Botany graduate student Robin O’Quinn is interested in characterizing the morphological diversity of the plant species Claytonia sibirica. C. sibirica has a wide range, extending as far north as the Commander Islands, off the coast of Siberia. But in parts of its range, populations show differences. The great botanist Asa Gray, who classified many of the plants in the Pacific Northwest, identified a peculiar member of the group in the Klamath region of southern Oregon, naming it Claytonia bulbifera. But 10 years later, he demoted the plant to a variety of Claytonia sibirica.
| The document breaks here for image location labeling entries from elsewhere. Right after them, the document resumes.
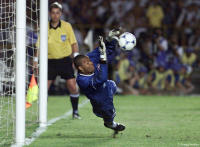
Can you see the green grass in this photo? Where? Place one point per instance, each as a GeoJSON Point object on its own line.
{"type": "Point", "coordinates": [151, 121]}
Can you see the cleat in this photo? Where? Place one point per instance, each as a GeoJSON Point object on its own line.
{"type": "Point", "coordinates": [76, 116]}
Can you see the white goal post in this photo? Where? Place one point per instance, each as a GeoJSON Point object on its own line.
{"type": "Point", "coordinates": [21, 67]}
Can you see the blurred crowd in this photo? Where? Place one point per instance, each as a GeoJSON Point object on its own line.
{"type": "Point", "coordinates": [168, 41]}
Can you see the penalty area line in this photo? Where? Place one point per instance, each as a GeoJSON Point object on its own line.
{"type": "Point", "coordinates": [41, 130]}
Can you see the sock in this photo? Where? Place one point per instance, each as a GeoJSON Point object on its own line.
{"type": "Point", "coordinates": [74, 101]}
{"type": "Point", "coordinates": [111, 124]}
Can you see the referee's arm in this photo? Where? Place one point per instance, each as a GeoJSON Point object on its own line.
{"type": "Point", "coordinates": [75, 49]}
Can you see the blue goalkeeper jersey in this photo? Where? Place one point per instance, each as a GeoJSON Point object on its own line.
{"type": "Point", "coordinates": [96, 86]}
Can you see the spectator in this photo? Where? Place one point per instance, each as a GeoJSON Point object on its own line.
{"type": "Point", "coordinates": [155, 14]}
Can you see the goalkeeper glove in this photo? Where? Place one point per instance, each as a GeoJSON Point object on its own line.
{"type": "Point", "coordinates": [113, 34]}
{"type": "Point", "coordinates": [102, 49]}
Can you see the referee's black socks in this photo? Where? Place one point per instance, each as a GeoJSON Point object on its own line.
{"type": "Point", "coordinates": [74, 100]}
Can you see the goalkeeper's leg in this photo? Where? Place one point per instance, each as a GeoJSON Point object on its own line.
{"type": "Point", "coordinates": [74, 97]}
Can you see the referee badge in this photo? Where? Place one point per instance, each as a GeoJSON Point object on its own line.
{"type": "Point", "coordinates": [63, 37]}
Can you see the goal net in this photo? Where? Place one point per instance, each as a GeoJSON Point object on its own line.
{"type": "Point", "coordinates": [7, 66]}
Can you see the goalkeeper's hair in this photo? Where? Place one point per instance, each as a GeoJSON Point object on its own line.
{"type": "Point", "coordinates": [78, 61]}
{"type": "Point", "coordinates": [55, 5]}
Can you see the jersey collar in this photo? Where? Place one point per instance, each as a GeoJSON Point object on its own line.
{"type": "Point", "coordinates": [51, 27]}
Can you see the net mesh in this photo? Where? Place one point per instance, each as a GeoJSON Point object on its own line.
{"type": "Point", "coordinates": [7, 67]}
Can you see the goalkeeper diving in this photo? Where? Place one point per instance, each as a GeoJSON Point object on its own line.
{"type": "Point", "coordinates": [93, 80]}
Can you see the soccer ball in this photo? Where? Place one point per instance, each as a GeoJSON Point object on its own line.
{"type": "Point", "coordinates": [127, 41]}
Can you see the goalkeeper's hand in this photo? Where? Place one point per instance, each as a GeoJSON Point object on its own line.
{"type": "Point", "coordinates": [113, 34]}
{"type": "Point", "coordinates": [102, 49]}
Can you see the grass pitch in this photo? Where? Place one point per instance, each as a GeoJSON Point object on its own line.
{"type": "Point", "coordinates": [151, 121]}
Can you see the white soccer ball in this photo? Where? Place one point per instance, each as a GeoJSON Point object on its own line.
{"type": "Point", "coordinates": [127, 41]}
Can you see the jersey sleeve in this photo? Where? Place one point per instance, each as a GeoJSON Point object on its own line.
{"type": "Point", "coordinates": [72, 38]}
{"type": "Point", "coordinates": [92, 83]}
{"type": "Point", "coordinates": [110, 50]}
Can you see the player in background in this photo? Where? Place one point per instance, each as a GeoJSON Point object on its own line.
{"type": "Point", "coordinates": [62, 47]}
{"type": "Point", "coordinates": [93, 80]}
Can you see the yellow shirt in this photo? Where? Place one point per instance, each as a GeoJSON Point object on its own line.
{"type": "Point", "coordinates": [155, 15]}
{"type": "Point", "coordinates": [60, 40]}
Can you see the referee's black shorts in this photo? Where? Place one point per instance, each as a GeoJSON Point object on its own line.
{"type": "Point", "coordinates": [62, 67]}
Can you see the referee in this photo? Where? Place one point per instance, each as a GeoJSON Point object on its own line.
{"type": "Point", "coordinates": [62, 47]}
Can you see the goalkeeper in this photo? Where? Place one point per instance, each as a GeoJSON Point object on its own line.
{"type": "Point", "coordinates": [93, 82]}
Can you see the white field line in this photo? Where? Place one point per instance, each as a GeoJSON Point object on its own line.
{"type": "Point", "coordinates": [41, 130]}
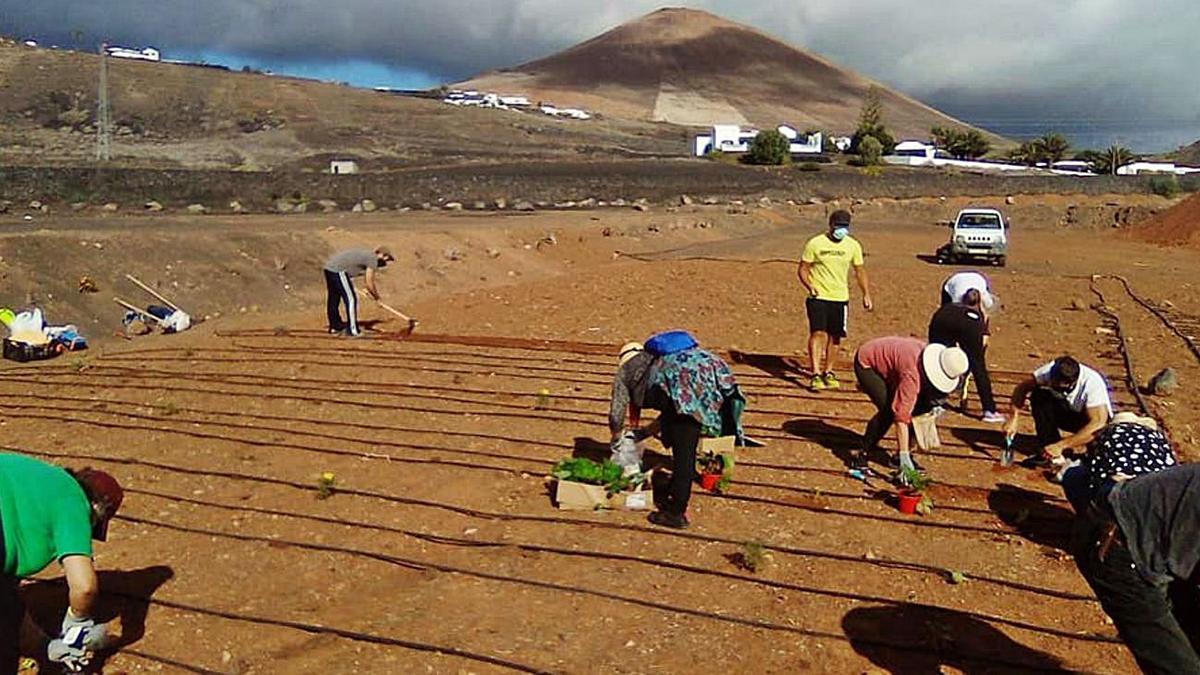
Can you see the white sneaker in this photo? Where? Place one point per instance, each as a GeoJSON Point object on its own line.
{"type": "Point", "coordinates": [994, 417]}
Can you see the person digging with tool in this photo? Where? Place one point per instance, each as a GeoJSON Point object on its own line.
{"type": "Point", "coordinates": [48, 514]}
{"type": "Point", "coordinates": [1138, 545]}
{"type": "Point", "coordinates": [965, 324]}
{"type": "Point", "coordinates": [825, 273]}
{"type": "Point", "coordinates": [694, 390]}
{"type": "Point", "coordinates": [340, 270]}
{"type": "Point", "coordinates": [903, 376]}
{"type": "Point", "coordinates": [1063, 395]}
O’Quinn was intrigued by this bulb-forming variety that grows on drier hillsides and sunnier sites. Part of her comparison of the bulbous and non-bulbous forms involves characterizing the morphology, or basic shape, of the developing leaves. Is it, she asked, something that can be characterized early in its development, or does the difference develop later on? Such analysis helps clarify the classification of a plant.
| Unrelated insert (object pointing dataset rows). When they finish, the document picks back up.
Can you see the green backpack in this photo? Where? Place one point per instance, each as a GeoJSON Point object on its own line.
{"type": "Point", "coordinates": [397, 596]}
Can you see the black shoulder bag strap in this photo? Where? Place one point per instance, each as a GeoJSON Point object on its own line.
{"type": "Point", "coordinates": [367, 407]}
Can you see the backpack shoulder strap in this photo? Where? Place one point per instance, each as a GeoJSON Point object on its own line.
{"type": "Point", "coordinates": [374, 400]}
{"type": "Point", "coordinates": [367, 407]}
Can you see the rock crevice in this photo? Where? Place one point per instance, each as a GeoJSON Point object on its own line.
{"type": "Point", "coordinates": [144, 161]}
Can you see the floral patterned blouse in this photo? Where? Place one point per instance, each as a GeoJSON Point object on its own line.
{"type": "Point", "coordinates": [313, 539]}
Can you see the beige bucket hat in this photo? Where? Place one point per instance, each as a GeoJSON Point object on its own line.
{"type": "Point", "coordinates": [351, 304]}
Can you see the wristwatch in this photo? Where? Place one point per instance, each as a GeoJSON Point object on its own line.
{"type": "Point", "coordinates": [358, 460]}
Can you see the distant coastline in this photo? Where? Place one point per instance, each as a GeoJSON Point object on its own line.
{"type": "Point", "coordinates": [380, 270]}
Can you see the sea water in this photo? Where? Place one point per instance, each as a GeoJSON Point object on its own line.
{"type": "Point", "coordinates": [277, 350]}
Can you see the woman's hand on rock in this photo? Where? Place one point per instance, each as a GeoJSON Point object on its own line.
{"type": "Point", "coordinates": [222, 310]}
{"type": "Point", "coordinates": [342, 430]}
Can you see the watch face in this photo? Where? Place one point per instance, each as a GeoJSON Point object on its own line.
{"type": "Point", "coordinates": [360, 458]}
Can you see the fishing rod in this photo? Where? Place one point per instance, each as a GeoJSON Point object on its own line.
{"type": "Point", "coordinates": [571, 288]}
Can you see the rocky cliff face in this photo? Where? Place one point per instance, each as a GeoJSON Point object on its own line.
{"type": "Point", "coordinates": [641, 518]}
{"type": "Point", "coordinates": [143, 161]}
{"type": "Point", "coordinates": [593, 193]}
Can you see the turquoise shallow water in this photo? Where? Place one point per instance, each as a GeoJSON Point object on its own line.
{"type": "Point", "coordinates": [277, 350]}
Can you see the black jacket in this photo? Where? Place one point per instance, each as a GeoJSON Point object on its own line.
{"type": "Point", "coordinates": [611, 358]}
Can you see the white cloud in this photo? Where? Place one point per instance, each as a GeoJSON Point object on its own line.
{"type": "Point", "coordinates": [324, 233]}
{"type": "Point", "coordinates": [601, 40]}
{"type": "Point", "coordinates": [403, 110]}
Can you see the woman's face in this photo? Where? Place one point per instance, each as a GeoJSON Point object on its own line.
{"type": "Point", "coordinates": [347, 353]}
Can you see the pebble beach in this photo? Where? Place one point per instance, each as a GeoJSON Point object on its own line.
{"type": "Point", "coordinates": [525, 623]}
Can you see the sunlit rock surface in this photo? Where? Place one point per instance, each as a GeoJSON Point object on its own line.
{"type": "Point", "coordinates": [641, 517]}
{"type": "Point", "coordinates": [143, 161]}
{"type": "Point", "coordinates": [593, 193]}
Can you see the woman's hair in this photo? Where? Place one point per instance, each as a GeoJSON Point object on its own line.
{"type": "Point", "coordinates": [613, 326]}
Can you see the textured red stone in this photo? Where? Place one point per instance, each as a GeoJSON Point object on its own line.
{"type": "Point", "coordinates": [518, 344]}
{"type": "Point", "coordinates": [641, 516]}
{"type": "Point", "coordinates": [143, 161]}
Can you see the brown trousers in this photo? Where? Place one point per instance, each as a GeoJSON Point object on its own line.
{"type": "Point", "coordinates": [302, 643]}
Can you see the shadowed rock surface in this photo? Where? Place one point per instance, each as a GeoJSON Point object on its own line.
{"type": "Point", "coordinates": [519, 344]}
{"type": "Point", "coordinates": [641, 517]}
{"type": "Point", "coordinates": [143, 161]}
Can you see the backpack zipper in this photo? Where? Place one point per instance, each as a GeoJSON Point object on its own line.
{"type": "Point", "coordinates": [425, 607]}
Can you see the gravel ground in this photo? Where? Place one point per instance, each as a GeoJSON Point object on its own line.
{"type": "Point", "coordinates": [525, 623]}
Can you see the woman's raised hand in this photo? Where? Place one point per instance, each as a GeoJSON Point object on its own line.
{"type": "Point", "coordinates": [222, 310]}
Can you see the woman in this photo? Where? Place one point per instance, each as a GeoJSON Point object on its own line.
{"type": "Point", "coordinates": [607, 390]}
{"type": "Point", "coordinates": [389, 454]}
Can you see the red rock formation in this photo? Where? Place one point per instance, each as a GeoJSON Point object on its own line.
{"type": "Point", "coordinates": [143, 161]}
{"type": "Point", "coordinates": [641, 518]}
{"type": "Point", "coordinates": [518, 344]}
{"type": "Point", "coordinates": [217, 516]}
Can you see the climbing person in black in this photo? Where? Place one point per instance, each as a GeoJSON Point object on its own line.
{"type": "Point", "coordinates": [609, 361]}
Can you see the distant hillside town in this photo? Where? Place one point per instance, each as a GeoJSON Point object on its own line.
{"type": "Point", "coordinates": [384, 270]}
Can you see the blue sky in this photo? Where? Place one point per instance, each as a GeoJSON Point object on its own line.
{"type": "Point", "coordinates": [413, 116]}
O’Quinn took this electron-microscope photograph as part of a class that the Electron Microscopy Center offers every semester. According to the center’s Valerie Lynch-Holm, students are taught the basics of scanning electron microscopy and then “turned loose.”

O’Quinn says she could never have accomplished what she has in her research without the class. “What I take with me as a researcher, having had free use of that equipment, is phenomenal.”
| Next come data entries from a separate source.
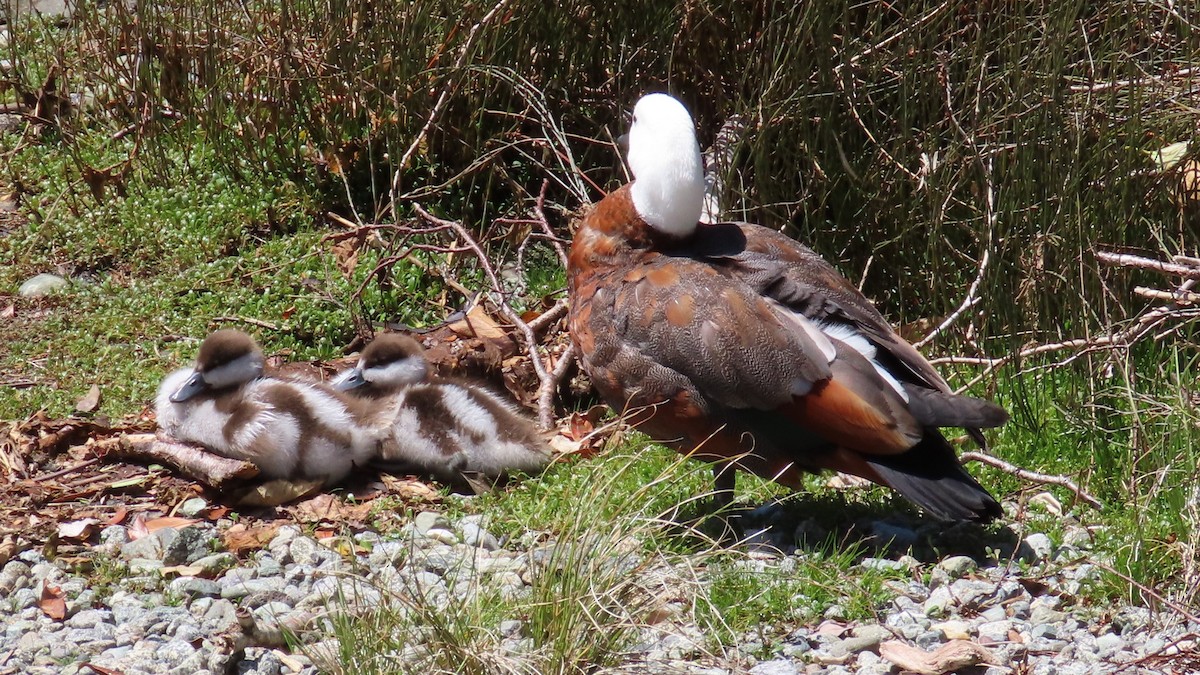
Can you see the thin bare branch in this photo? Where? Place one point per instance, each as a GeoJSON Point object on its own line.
{"type": "Point", "coordinates": [443, 97]}
{"type": "Point", "coordinates": [1035, 477]}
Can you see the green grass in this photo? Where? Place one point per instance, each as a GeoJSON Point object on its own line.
{"type": "Point", "coordinates": [216, 216]}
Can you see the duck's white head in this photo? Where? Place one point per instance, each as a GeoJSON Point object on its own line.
{"type": "Point", "coordinates": [389, 360]}
{"type": "Point", "coordinates": [669, 172]}
{"type": "Point", "coordinates": [227, 358]}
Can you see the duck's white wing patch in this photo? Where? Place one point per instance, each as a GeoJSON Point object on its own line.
{"type": "Point", "coordinates": [847, 335]}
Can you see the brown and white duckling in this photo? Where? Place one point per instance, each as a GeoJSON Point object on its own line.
{"type": "Point", "coordinates": [736, 344]}
{"type": "Point", "coordinates": [289, 429]}
{"type": "Point", "coordinates": [443, 428]}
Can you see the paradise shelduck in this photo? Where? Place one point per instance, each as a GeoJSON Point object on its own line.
{"type": "Point", "coordinates": [736, 344]}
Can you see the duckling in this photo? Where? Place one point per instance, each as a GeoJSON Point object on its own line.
{"type": "Point", "coordinates": [443, 428]}
{"type": "Point", "coordinates": [289, 429]}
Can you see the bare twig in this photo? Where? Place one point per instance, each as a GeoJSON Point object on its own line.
{"type": "Point", "coordinates": [1177, 297]}
{"type": "Point", "coordinates": [539, 210]}
{"type": "Point", "coordinates": [1122, 83]}
{"type": "Point", "coordinates": [985, 166]}
{"type": "Point", "coordinates": [546, 388]}
{"type": "Point", "coordinates": [511, 315]}
{"type": "Point", "coordinates": [1182, 610]}
{"type": "Point", "coordinates": [1035, 477]}
{"type": "Point", "coordinates": [1127, 260]}
{"type": "Point", "coordinates": [443, 97]}
{"type": "Point", "coordinates": [549, 316]}
{"type": "Point", "coordinates": [192, 461]}
{"type": "Point", "coordinates": [247, 320]}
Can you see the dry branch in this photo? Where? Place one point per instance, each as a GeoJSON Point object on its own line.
{"type": "Point", "coordinates": [1145, 324]}
{"type": "Point", "coordinates": [546, 380]}
{"type": "Point", "coordinates": [1126, 260]}
{"type": "Point", "coordinates": [1035, 477]}
{"type": "Point", "coordinates": [192, 461]}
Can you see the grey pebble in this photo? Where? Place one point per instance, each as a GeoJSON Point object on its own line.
{"type": "Point", "coordinates": [42, 285]}
{"type": "Point", "coordinates": [429, 520]}
{"type": "Point", "coordinates": [192, 586]}
{"type": "Point", "coordinates": [777, 667]}
{"type": "Point", "coordinates": [1036, 548]}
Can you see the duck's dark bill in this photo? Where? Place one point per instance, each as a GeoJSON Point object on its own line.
{"type": "Point", "coordinates": [349, 380]}
{"type": "Point", "coordinates": [193, 386]}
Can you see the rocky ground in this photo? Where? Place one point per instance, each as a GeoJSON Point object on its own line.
{"type": "Point", "coordinates": [179, 603]}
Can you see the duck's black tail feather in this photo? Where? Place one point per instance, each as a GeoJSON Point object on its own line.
{"type": "Point", "coordinates": [930, 476]}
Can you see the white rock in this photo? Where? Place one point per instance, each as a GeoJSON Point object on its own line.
{"type": "Point", "coordinates": [41, 285]}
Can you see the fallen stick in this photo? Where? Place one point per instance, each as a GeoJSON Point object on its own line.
{"type": "Point", "coordinates": [1177, 297]}
{"type": "Point", "coordinates": [187, 459]}
{"type": "Point", "coordinates": [1126, 260]}
{"type": "Point", "coordinates": [1035, 477]}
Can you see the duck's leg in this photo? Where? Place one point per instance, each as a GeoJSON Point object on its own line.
{"type": "Point", "coordinates": [725, 477]}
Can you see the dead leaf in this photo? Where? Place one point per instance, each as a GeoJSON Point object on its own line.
{"type": "Point", "coordinates": [1049, 502]}
{"type": "Point", "coordinates": [240, 538]}
{"type": "Point", "coordinates": [280, 491]}
{"type": "Point", "coordinates": [949, 657]}
{"type": "Point", "coordinates": [181, 571]}
{"type": "Point", "coordinates": [328, 508]}
{"type": "Point", "coordinates": [168, 521]}
{"type": "Point", "coordinates": [100, 669]}
{"type": "Point", "coordinates": [118, 515]}
{"type": "Point", "coordinates": [78, 530]}
{"type": "Point", "coordinates": [346, 255]}
{"type": "Point", "coordinates": [832, 628]}
{"type": "Point", "coordinates": [53, 602]}
{"type": "Point", "coordinates": [409, 489]}
{"type": "Point", "coordinates": [479, 324]}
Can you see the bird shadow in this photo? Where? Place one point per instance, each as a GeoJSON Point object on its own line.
{"type": "Point", "coordinates": [807, 523]}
The photomicrographs that she actually used in her analysis were shot from more prosaic angles for comparison. The image above was purely aesthetic, she says. “I’m pretty helpless when it comes to beautiful things and a really cool camera.”

O’Quinn hopes that clarifying the varietal status of Claytonia sibirica var. bulbillifera in southern Oregon will “give policy makers and conservationists more incentive for protecting regions of that area. It’s very, very special.”